While the Manic Street Preachers had insisted during the promotion that Know Your Enemy was arguably their strongest album to date, in later years they would admit that it had failed to reach its full potential. ‘Know Your Enemy is such a sketchy record,’ admitted Wire to Music Week in 2018. ‘There are moments on it that I truly love, but we weren’t at our most disciplined, we were quite lazy on it. And then to spend all the moment going to Cuba and launching it there. I do wonder how we got away with it!’ Two years later he added, ‘I think it’s a really misunderstood record…We were working nonstop across different studios. Know Your Enemy was meant to be two separate albums.
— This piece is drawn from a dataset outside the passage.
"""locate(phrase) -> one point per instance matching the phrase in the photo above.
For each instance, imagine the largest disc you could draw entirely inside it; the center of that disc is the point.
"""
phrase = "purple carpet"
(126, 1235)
One was supposed to be the harder side like Found That Soul and the other was meant to be the sixties side like So Why So Sad.’
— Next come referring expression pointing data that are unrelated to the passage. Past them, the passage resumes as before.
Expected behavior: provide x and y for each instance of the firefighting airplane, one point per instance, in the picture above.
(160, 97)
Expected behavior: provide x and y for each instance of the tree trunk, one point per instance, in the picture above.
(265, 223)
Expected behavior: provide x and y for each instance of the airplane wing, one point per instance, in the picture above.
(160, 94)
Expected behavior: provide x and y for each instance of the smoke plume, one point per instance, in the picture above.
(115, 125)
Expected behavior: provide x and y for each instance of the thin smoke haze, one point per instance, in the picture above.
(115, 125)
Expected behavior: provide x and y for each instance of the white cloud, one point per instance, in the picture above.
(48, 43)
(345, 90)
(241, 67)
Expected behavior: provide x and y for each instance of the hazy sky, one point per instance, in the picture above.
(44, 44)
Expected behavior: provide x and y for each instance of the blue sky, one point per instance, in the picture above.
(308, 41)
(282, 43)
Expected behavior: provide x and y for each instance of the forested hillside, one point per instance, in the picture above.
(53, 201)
Once again, following the release of Know Your Enemy and their historic show in front of Cuban Prime Minister Fidel Castro, rumours began to circulate through the media that the Manic Street Preachers were preparing to call it a day. ‘We’ve always had something to talk about but you don’t worry about what you have to say next time,’ claimed Bradfield prior to the album’s release. Moore, however, was more upfront when addressing the question. ‘We’re ever more conscious of the end of the band,’ he admitted to Planet Sound. ‘It gets harder and harder to find things for us to say. At the moment, we’re thinking of doing a Greatest Hits and then doing an album we’d want to be our grand farewell. One of the things keeping us going is that there still aren’t any bands we feel are worthy of taking over from us!’